Still, there are lessons to be learned, points to be made about dads and their importance in family life. 

Young dads-to-be, those of you thinking about becoming a father: Think a long time about the lives of your young children, lives for which your upbringing is going to make an impact forever. Are you ready for that kind of responsibility?

Married dads who have seen the fizzle go out of your marriage: As you contemplate divorce tallying up the financial impact, calculating how to divide property, laying plans for establishing a second household, starting over - think for a long time how your children are going to come out of this deal. Trust me: They don’t know how they got on this flight, they don’t know where it is going, and they sure are not prepared to fly the plane on their own. Be sure you make plans for their safety and wellbeing before you bail out.

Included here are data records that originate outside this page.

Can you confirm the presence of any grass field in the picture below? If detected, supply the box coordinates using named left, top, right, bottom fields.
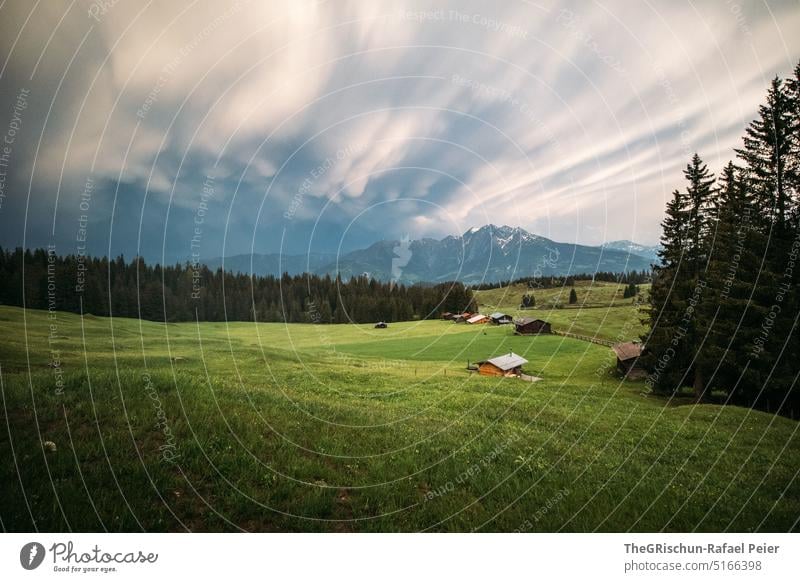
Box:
left=0, top=306, right=800, bottom=531
left=475, top=281, right=649, bottom=342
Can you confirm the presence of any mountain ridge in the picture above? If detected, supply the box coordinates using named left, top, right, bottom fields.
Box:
left=206, top=224, right=657, bottom=284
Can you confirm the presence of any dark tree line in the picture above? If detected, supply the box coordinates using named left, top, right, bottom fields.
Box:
left=643, top=65, right=800, bottom=416
left=0, top=248, right=474, bottom=323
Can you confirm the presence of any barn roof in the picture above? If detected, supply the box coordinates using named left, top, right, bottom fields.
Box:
left=467, top=313, right=486, bottom=323
left=516, top=317, right=547, bottom=325
left=611, top=342, right=642, bottom=362
left=479, top=352, right=528, bottom=372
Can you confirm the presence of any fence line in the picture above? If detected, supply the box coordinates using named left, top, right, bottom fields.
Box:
left=553, top=331, right=614, bottom=348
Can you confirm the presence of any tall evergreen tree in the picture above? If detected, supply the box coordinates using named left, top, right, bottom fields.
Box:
left=642, top=190, right=691, bottom=395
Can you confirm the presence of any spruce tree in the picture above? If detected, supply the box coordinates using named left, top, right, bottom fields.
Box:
left=642, top=190, right=690, bottom=394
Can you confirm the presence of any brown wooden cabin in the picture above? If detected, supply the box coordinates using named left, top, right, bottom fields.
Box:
left=514, top=317, right=551, bottom=335
left=611, top=342, right=647, bottom=378
left=489, top=311, right=514, bottom=325
left=478, top=352, right=528, bottom=377
left=467, top=313, right=489, bottom=324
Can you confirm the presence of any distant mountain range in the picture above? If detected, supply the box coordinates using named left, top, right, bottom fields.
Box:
left=206, top=224, right=658, bottom=284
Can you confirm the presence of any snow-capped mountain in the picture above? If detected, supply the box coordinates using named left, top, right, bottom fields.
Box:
left=317, top=224, right=651, bottom=283
left=212, top=224, right=655, bottom=284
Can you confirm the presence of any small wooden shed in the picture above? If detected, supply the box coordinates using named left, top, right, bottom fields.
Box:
left=478, top=352, right=528, bottom=377
left=611, top=342, right=647, bottom=378
left=453, top=311, right=473, bottom=323
left=467, top=313, right=489, bottom=324
left=514, top=317, right=551, bottom=335
left=489, top=311, right=514, bottom=325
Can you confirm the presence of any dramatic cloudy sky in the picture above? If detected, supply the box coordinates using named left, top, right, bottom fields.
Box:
left=0, top=0, right=800, bottom=261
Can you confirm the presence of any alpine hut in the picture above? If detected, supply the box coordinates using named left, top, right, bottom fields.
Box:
left=489, top=311, right=514, bottom=325
left=514, top=317, right=551, bottom=335
left=467, top=313, right=489, bottom=324
left=478, top=352, right=528, bottom=377
left=611, top=342, right=646, bottom=378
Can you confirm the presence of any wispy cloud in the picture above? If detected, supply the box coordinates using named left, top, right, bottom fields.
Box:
left=0, top=0, right=800, bottom=258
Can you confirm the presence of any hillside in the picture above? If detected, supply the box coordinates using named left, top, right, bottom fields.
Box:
left=475, top=281, right=649, bottom=342
left=0, top=308, right=800, bottom=531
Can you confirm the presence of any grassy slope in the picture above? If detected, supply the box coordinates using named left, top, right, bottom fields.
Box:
left=0, top=308, right=800, bottom=531
left=476, top=281, right=649, bottom=341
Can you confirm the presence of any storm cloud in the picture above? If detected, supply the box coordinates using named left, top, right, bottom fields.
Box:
left=0, top=0, right=800, bottom=261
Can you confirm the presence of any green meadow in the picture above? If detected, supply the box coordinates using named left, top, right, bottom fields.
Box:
left=475, top=281, right=650, bottom=342
left=0, top=306, right=800, bottom=532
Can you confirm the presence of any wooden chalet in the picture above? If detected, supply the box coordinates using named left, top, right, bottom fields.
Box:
left=611, top=342, right=647, bottom=378
left=514, top=317, right=551, bottom=335
left=489, top=311, right=514, bottom=325
left=478, top=352, right=528, bottom=378
left=467, top=313, right=490, bottom=324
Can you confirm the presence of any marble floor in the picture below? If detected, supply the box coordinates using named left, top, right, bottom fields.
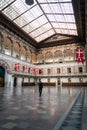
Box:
left=0, top=86, right=81, bottom=130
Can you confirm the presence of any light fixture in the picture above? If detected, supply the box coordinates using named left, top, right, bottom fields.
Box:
left=25, top=0, right=34, bottom=5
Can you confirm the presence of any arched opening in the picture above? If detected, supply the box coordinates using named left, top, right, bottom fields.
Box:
left=0, top=66, right=5, bottom=87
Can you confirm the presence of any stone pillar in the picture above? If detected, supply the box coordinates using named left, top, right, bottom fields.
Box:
left=53, top=52, right=54, bottom=64
left=19, top=46, right=22, bottom=59
left=85, top=43, right=87, bottom=73
left=1, top=32, right=5, bottom=53
left=11, top=43, right=14, bottom=57
left=85, top=1, right=87, bottom=73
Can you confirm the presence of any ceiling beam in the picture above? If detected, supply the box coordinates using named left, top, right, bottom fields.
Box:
left=0, top=12, right=37, bottom=47
left=72, top=0, right=83, bottom=39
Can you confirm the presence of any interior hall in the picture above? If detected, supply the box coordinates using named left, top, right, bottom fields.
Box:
left=0, top=0, right=87, bottom=130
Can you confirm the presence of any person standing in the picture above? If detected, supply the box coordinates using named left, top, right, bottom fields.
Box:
left=38, top=79, right=43, bottom=97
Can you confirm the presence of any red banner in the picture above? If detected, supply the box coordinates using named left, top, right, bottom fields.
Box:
left=23, top=65, right=27, bottom=70
left=34, top=68, right=39, bottom=74
left=15, top=63, right=20, bottom=71
left=76, top=49, right=85, bottom=64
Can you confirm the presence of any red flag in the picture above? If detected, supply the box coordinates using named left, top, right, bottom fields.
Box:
left=41, top=69, right=44, bottom=74
left=15, top=63, right=20, bottom=71
left=34, top=68, right=39, bottom=74
left=76, top=49, right=85, bottom=64
left=30, top=67, right=34, bottom=73
left=23, top=65, right=27, bottom=70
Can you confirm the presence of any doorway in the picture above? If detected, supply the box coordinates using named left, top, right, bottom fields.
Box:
left=0, top=66, right=5, bottom=87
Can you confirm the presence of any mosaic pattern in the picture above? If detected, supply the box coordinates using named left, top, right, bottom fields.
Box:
left=0, top=86, right=83, bottom=130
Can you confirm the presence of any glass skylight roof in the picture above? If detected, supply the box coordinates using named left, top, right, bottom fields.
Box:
left=0, top=0, right=77, bottom=42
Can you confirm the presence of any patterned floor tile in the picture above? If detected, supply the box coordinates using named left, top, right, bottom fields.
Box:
left=2, top=122, right=17, bottom=129
left=17, top=122, right=30, bottom=129
left=7, top=115, right=19, bottom=120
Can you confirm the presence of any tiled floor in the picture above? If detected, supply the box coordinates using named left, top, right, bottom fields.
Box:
left=0, top=86, right=80, bottom=130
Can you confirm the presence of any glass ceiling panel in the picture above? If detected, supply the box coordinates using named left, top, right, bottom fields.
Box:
left=29, top=23, right=52, bottom=37
left=14, top=17, right=27, bottom=27
left=60, top=3, right=73, bottom=13
left=22, top=25, right=33, bottom=33
left=38, top=0, right=72, bottom=3
left=55, top=29, right=62, bottom=33
left=52, top=22, right=60, bottom=28
left=35, top=29, right=55, bottom=42
left=41, top=4, right=62, bottom=13
left=0, top=0, right=77, bottom=42
left=0, top=0, right=14, bottom=10
left=64, top=15, right=75, bottom=23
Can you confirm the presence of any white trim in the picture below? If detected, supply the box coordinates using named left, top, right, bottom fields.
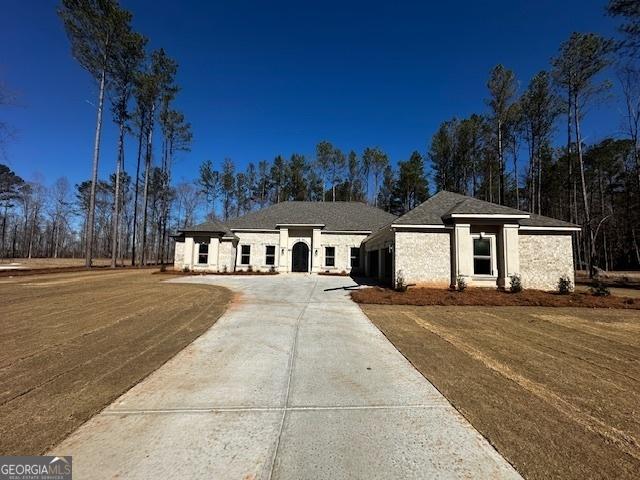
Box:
left=520, top=225, right=582, bottom=232
left=447, top=213, right=531, bottom=218
left=276, top=223, right=324, bottom=228
left=391, top=223, right=453, bottom=230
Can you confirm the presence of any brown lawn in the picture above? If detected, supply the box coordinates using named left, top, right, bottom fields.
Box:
left=0, top=270, right=231, bottom=455
left=361, top=305, right=640, bottom=480
left=351, top=287, right=640, bottom=310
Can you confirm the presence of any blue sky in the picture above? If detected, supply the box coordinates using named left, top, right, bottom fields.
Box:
left=0, top=0, right=620, bottom=188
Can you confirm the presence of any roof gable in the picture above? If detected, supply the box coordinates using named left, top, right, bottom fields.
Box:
left=226, top=201, right=396, bottom=231
left=393, top=190, right=576, bottom=227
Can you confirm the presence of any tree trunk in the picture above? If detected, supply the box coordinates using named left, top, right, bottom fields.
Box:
left=131, top=114, right=145, bottom=267
left=573, top=97, right=595, bottom=277
left=140, top=105, right=155, bottom=265
left=84, top=63, right=107, bottom=268
left=111, top=121, right=124, bottom=268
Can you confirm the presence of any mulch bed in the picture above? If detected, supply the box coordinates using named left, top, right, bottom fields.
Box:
left=153, top=269, right=278, bottom=276
left=351, top=287, right=640, bottom=310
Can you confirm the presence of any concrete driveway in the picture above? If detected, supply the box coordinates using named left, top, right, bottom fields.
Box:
left=52, top=274, right=520, bottom=480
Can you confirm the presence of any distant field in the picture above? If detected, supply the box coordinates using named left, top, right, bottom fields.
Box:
left=0, top=258, right=112, bottom=269
left=361, top=305, right=640, bottom=480
left=0, top=270, right=231, bottom=455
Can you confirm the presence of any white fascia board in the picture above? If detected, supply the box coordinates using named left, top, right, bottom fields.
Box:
left=276, top=223, right=324, bottom=227
left=391, top=223, right=453, bottom=230
left=520, top=225, right=582, bottom=232
left=449, top=213, right=531, bottom=218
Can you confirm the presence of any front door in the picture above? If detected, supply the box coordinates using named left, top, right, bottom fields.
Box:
left=291, top=242, right=309, bottom=272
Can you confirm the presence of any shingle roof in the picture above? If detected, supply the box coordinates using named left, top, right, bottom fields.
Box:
left=226, top=202, right=396, bottom=231
left=393, top=190, right=575, bottom=227
left=179, top=220, right=235, bottom=237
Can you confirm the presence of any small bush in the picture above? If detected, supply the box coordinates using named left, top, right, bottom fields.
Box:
left=456, top=275, right=467, bottom=292
left=558, top=275, right=573, bottom=295
left=396, top=270, right=409, bottom=292
left=589, top=276, right=611, bottom=297
left=509, top=273, right=522, bottom=293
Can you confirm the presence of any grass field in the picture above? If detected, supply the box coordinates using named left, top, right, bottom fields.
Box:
left=0, top=270, right=231, bottom=455
left=0, top=258, right=112, bottom=270
left=361, top=305, right=640, bottom=479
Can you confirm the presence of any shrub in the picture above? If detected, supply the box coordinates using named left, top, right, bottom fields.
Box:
left=456, top=275, right=467, bottom=292
left=558, top=275, right=573, bottom=295
left=589, top=275, right=611, bottom=297
left=509, top=273, right=522, bottom=293
left=396, top=270, right=408, bottom=292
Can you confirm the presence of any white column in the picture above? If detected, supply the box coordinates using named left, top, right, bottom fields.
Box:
left=502, top=225, right=520, bottom=288
left=310, top=228, right=323, bottom=272
left=453, top=223, right=473, bottom=279
left=278, top=228, right=289, bottom=272
left=184, top=237, right=194, bottom=270
left=208, top=237, right=220, bottom=271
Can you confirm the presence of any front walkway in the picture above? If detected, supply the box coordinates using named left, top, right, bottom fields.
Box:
left=52, top=274, right=520, bottom=480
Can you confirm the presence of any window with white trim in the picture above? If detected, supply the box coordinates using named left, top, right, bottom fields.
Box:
left=240, top=245, right=251, bottom=265
left=265, top=245, right=276, bottom=265
left=350, top=247, right=360, bottom=268
left=473, top=236, right=494, bottom=275
left=324, top=247, right=336, bottom=267
left=198, top=243, right=209, bottom=265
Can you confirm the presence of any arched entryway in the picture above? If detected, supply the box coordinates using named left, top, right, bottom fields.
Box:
left=291, top=242, right=309, bottom=272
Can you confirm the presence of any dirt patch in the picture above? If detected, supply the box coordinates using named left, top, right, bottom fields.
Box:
left=0, top=270, right=231, bottom=455
left=351, top=287, right=640, bottom=310
left=362, top=305, right=640, bottom=479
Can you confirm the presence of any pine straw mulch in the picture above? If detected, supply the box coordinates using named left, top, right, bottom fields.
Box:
left=351, top=287, right=640, bottom=310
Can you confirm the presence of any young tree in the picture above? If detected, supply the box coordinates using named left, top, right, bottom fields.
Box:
left=362, top=147, right=389, bottom=206
left=520, top=71, right=560, bottom=214
left=552, top=32, right=613, bottom=274
left=198, top=160, right=221, bottom=218
left=396, top=151, right=429, bottom=212
left=109, top=32, right=147, bottom=268
left=316, top=140, right=335, bottom=202
left=487, top=65, right=516, bottom=205
left=58, top=0, right=131, bottom=267
left=220, top=158, right=236, bottom=220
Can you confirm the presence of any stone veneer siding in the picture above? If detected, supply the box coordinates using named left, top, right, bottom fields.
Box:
left=234, top=232, right=280, bottom=272
left=173, top=242, right=184, bottom=270
left=519, top=230, right=575, bottom=290
left=395, top=231, right=451, bottom=287
left=318, top=232, right=367, bottom=273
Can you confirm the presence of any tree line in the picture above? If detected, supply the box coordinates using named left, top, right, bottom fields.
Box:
left=0, top=0, right=640, bottom=269
left=428, top=0, right=640, bottom=271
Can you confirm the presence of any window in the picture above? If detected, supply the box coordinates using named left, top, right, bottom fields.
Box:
left=473, top=237, right=493, bottom=275
left=198, top=243, right=209, bottom=265
left=351, top=247, right=360, bottom=268
left=240, top=245, right=251, bottom=265
left=265, top=245, right=276, bottom=265
left=324, top=247, right=336, bottom=267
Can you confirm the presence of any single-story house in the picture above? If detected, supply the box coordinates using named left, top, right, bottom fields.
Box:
left=174, top=191, right=579, bottom=290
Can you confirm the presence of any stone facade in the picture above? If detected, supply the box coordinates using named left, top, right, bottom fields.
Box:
left=235, top=232, right=280, bottom=272
left=519, top=230, right=574, bottom=290
left=395, top=230, right=451, bottom=287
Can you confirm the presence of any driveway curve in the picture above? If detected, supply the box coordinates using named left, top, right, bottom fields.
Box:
left=51, top=274, right=520, bottom=480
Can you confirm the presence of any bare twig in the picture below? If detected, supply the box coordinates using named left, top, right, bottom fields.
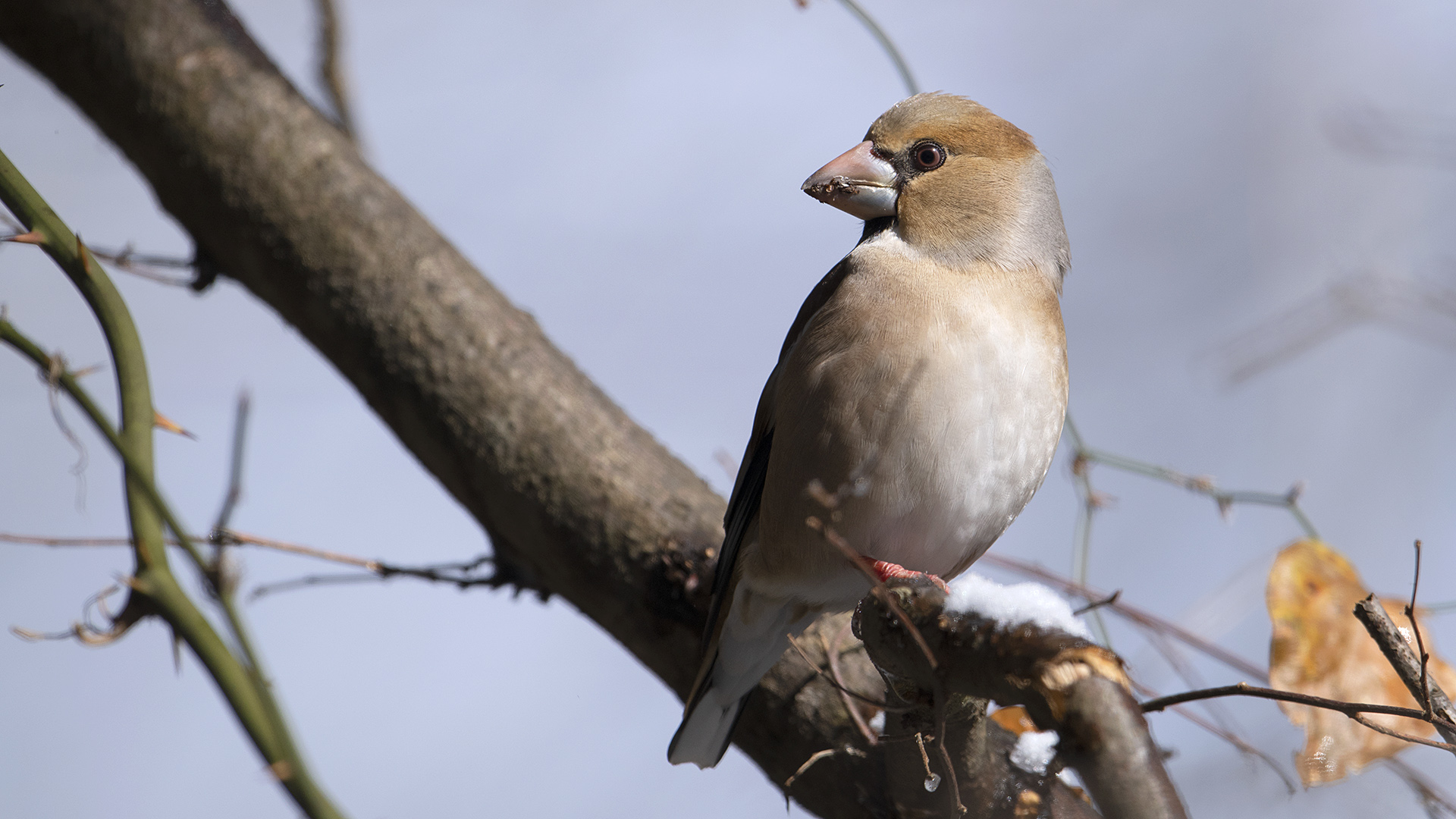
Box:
left=1405, top=541, right=1432, bottom=716
left=789, top=634, right=896, bottom=711
left=1350, top=714, right=1456, bottom=754
left=1130, top=680, right=1298, bottom=795
left=981, top=552, right=1268, bottom=679
left=1354, top=595, right=1456, bottom=752
left=313, top=0, right=358, bottom=141
left=90, top=245, right=196, bottom=287
left=209, top=389, right=250, bottom=547
left=1072, top=588, right=1122, bottom=617
left=783, top=745, right=864, bottom=806
left=1141, top=682, right=1456, bottom=730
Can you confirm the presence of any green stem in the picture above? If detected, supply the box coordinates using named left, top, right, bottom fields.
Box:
left=0, top=152, right=342, bottom=819
left=0, top=318, right=342, bottom=819
left=0, top=152, right=168, bottom=577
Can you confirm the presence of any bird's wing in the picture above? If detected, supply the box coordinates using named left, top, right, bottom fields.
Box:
left=695, top=256, right=850, bottom=652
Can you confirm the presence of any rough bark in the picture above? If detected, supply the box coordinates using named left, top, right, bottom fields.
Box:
left=855, top=580, right=1187, bottom=819
left=0, top=0, right=1170, bottom=817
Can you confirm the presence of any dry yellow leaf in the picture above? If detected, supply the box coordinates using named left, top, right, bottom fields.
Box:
left=1266, top=541, right=1456, bottom=786
left=990, top=705, right=1041, bottom=736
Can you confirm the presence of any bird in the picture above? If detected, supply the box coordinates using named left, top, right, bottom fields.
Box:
left=668, top=92, right=1070, bottom=768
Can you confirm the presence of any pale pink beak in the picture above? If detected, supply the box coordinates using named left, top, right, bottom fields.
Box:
left=802, top=140, right=900, bottom=221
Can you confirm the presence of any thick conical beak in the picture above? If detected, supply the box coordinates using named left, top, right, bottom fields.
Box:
left=802, top=140, right=900, bottom=221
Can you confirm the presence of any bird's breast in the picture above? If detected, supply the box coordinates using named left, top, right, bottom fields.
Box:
left=745, top=244, right=1067, bottom=596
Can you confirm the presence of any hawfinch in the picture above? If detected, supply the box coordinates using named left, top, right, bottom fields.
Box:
left=667, top=93, right=1070, bottom=768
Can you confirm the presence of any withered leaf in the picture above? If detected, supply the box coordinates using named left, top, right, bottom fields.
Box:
left=1266, top=541, right=1456, bottom=787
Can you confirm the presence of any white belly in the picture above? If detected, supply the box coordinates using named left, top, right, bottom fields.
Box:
left=745, top=244, right=1067, bottom=602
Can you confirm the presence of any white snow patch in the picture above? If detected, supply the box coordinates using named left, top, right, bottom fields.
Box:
left=945, top=574, right=1092, bottom=640
left=1010, top=732, right=1062, bottom=774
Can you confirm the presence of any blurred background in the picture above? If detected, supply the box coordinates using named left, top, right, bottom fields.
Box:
left=0, top=0, right=1456, bottom=819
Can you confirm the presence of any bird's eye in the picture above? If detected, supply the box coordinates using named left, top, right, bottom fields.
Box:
left=910, top=143, right=945, bottom=171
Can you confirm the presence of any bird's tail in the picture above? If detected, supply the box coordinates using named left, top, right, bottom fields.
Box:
left=667, top=586, right=812, bottom=768
left=667, top=664, right=748, bottom=768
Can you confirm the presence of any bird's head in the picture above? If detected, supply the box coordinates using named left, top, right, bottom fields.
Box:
left=804, top=93, right=1070, bottom=284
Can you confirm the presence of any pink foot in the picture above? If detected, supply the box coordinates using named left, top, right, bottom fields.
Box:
left=859, top=557, right=951, bottom=595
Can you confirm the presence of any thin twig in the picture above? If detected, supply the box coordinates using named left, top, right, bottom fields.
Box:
left=1354, top=595, right=1456, bottom=743
left=783, top=745, right=864, bottom=806
left=1072, top=588, right=1122, bottom=617
left=1405, top=541, right=1434, bottom=717
left=789, top=634, right=910, bottom=708
left=1141, top=682, right=1456, bottom=729
left=1350, top=714, right=1456, bottom=754
left=313, top=0, right=358, bottom=141
left=920, top=685, right=967, bottom=816
left=981, top=552, right=1268, bottom=679
left=209, top=389, right=250, bottom=536
left=1128, top=679, right=1298, bottom=795
left=804, top=514, right=940, bottom=670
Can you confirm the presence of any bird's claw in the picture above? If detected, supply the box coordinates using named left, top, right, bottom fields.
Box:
left=861, top=557, right=951, bottom=595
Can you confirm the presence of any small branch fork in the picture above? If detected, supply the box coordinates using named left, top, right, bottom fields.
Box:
left=1065, top=413, right=1320, bottom=645
left=0, top=153, right=342, bottom=819
left=856, top=579, right=1185, bottom=819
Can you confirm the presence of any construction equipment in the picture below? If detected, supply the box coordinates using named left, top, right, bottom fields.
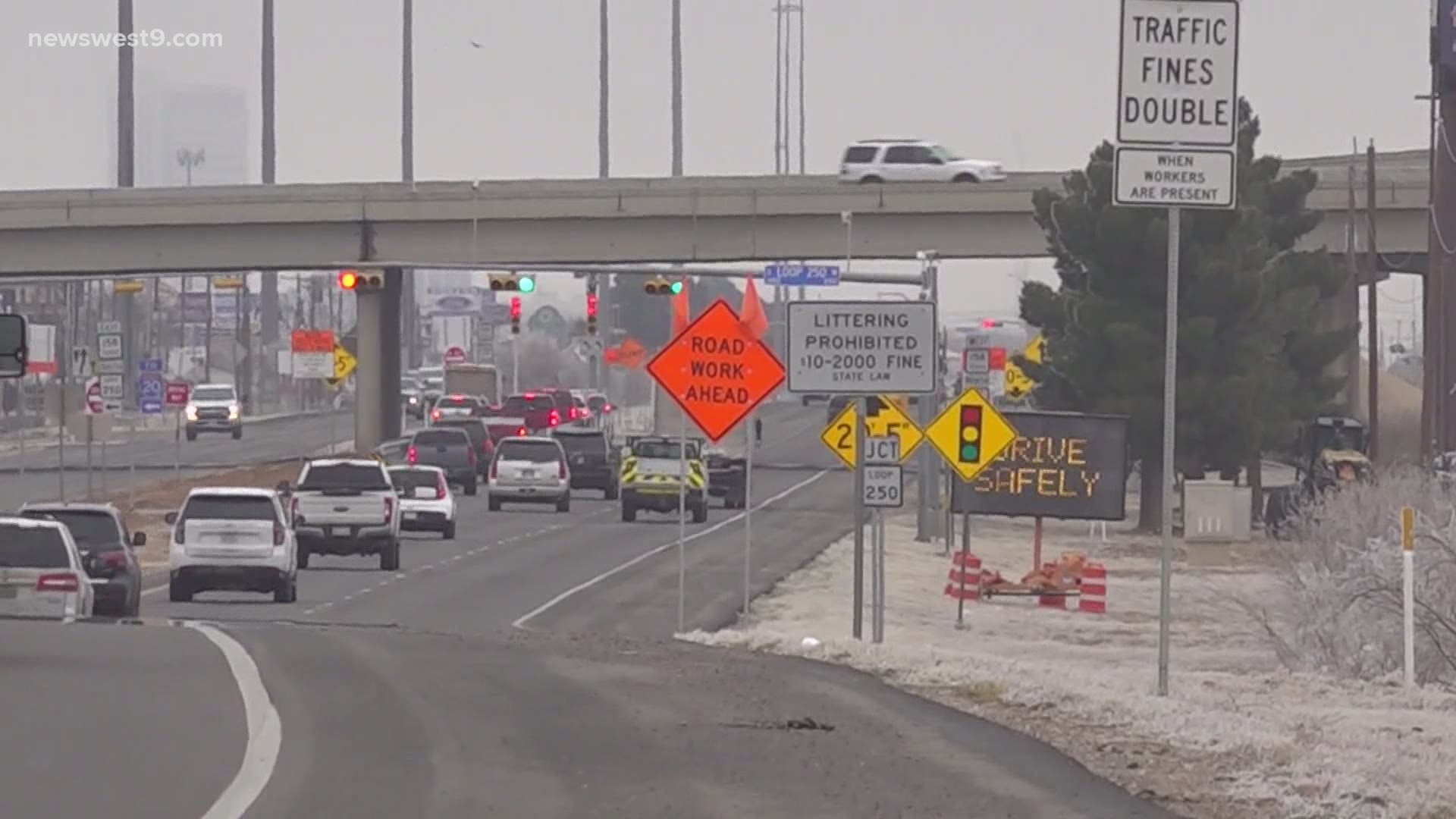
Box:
left=1264, top=416, right=1374, bottom=536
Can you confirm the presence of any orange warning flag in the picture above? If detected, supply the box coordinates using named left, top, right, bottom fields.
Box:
left=738, top=275, right=769, bottom=340
left=673, top=275, right=693, bottom=338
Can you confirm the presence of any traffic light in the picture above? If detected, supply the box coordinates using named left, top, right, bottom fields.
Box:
left=491, top=274, right=536, bottom=293
left=339, top=270, right=384, bottom=290
left=642, top=275, right=682, bottom=296
left=959, top=406, right=981, bottom=463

This last lesson, here at Father’s Day, is for dads who are hanging in there, day after day. Dads who may be contemplating what feels like mounting inadequacies as age overtakes them, as their children size them up and judge them to be lacking, and for whom the next 20 or 30 years at work may look like a succession of musical chair games.

This one’s for you. You are a rock. A pillar. A solid, granite monument, the importance of which may not be realized for a long time, maybe not until even after you’re gone. But just by being there, day after day, you are leaving your mark - a reference point, on which your children - particularly your sons - will get their bearings forever. 

(Some of you may be providing a negative reference point, an example your children choose not to be like, but you’re providing a reference point just the same.)

 

Happy Father’s Day. And thanks. Thanks for all you are doing for any child who is lucky enough to have you as a dad.